In the pic on this page it's for roofing and it's corrugated:
Una alternativa económica para protegerse de las lluvias. *Láminas de cartón asfaltado* de calidad. Cada paca de cartón incluye 20 láminas. Medidas de 1.25 X .70 mts
http://www.infored.com.mx/anuncios/paca-de-carton-roja-economica.html
Here too:
http://www.materialeslivianos.com.mx/servicios/sistema_constructivo/estructural.php
La configuración típica de una losa de azotea es: vigas de acero galvanizado a cada 61 cm., por encima de las losas se atornilla un panel llamado O.S.B., luego por encima del panel O.S.B. se coloca una capa de *cartón asfaltado*, y por último, encima del cartón asfaltado se clava la teja asfáltica al panel O.S.B. La teja asfáltica se puede sustituir por teja de barro para darle una vista más acorde a la región.
And here:
http://www.comenco.com.ar/html/paginas/argentina/aplicacion_spray_ar.htm
Una propiedad particularmente interesante del "PUR" aplicado "in situ" para el empleo como material de construcción es su adhesión a diferentes materiales. Durante la fabricación la mezcla espumable experimenta su estado intermedio pegajoso y en virtud de la fuerza adhesiva propia, automática y excelentemente se adhiere al papel, al cartón y al *cartón asfaltado para techos,* así como a las maderas, a las planchas de fibras duras y de virutas prensadas, a la piedra, al hormigón, al fibrocemento, a las superficies metálicas y a un gran aumento de materias plásticas.

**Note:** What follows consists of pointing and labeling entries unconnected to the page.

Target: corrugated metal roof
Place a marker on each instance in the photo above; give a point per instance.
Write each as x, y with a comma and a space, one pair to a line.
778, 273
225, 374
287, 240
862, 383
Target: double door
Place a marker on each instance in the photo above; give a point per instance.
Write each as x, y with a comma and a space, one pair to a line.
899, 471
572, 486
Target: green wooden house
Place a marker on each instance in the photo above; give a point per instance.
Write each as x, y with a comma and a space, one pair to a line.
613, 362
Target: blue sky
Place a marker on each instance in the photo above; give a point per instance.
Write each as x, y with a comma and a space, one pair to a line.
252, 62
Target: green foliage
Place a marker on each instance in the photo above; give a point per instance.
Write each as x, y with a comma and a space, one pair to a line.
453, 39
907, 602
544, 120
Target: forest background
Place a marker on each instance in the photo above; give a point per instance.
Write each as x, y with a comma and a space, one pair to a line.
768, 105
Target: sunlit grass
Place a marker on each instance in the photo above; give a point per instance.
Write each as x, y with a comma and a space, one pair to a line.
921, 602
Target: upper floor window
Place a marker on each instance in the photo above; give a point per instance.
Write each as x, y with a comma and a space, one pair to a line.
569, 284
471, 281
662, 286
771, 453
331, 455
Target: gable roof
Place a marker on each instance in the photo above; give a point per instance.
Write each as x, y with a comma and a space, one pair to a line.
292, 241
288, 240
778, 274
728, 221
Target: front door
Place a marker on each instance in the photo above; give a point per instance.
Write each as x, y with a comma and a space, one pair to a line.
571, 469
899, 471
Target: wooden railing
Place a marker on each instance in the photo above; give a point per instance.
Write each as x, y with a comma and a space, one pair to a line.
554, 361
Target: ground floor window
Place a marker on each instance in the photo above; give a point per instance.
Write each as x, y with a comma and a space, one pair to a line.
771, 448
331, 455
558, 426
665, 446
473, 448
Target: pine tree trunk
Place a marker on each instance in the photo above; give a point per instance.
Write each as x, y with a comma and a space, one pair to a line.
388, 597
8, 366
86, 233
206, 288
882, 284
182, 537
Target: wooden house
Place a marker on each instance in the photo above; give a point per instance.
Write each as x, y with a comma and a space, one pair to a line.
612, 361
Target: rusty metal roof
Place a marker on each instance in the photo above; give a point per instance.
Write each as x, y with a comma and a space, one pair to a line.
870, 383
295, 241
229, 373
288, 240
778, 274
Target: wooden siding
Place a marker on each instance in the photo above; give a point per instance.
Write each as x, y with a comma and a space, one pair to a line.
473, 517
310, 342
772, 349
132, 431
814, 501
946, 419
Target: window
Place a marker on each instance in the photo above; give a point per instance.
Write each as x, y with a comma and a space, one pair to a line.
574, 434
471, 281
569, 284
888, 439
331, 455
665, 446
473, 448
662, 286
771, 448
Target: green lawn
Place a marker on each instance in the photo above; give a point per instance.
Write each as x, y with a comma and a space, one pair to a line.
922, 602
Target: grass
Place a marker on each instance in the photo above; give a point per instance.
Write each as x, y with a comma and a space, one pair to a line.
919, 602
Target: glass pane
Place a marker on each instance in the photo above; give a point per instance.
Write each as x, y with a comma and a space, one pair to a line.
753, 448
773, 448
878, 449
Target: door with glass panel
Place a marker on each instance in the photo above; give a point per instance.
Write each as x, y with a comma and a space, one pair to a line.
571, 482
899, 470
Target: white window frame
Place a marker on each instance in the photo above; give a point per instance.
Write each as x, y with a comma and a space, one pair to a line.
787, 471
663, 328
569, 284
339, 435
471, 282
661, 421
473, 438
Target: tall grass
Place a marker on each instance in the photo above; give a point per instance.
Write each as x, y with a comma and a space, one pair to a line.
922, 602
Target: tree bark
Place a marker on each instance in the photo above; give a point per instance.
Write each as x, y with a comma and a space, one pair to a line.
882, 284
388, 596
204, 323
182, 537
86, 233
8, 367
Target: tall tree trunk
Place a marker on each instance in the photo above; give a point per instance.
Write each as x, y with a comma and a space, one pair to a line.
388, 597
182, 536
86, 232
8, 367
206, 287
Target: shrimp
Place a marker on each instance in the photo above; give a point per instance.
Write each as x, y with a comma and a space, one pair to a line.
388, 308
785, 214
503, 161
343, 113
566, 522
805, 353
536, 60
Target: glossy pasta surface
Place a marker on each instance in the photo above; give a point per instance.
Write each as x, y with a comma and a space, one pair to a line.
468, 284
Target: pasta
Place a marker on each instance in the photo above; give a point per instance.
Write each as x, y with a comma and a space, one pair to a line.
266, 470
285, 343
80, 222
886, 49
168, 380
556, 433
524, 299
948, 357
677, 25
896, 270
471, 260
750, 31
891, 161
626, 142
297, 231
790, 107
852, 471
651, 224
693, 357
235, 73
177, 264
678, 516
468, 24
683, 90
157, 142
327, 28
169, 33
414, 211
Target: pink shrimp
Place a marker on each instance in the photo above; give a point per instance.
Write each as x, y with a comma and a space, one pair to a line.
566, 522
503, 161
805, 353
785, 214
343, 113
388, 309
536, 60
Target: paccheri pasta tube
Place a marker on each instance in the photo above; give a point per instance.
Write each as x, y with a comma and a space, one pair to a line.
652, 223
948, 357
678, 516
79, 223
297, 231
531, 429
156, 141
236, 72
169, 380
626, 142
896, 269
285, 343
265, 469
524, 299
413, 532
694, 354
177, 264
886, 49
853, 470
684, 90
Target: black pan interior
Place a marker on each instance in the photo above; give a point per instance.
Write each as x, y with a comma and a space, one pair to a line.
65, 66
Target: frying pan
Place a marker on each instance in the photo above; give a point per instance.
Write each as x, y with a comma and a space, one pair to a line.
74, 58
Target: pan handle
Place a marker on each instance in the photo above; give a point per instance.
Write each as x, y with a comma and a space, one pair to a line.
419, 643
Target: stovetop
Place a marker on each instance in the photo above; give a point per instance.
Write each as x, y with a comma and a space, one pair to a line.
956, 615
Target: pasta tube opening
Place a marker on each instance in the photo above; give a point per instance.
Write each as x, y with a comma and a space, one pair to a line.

This site http://businessafrica.net/africabiz/roofing.php calls it "tar-saturated corrugated cardboard," but it is not written in native English.


----------



## mora

(asphaltic) *roofing felt*


----------



## Brownie_1

Thank you all!!! I got my answer. =)


----------



## Spinozista

Tarboard?
                                                           Spinozista


----------



## k-in-sc

Apparently plain old roofing felt. Right?


----------



## Brownie_1

No, it is *asphalted cardboard*. I got a hold of someone who works in construction. Tar paper is used more commonly under shingles and under sheathing. 
Thank you again!  =)


----------



## k-in-sc

Gee, that sounds like a literal translation. I never heard of it. 
They use it in Houston ...?
Is it that corrugated stuff like in the pictures?
I'm hardly seeing any native-English references to it. It seems to be popular in Romania ...


----------



## Brownie_1

You are right! Well, I had to do some more research..... what do you think about using "sarking"??? I believe the document I am translating is stating that this particular insulation does not require reflective materials, but I just can't find anything about any type of cardboard (other than tar paper) used for insulation. Please read following text:
*Uses of radiant barriers
Foil-faced paper, polyethylene bubbles, plastic films and cardboard*

Reflective materials (frequently known as radiant barriers and reflective foil laminates or RFL) are in most cases a shiny aluminum foil laminated onto paper or plastic. RFL sheets (sarking), RFL concertina-type and RFL bubble-form are very common. Their goalis to prevent the sun's heat, and are mainly used in hotter climates.


----------



## Brownie_1

Found something else:
Asphalt Fiberboard Sheathing.
This might be what they are describing in the article (poorly, I should add)  =P


----------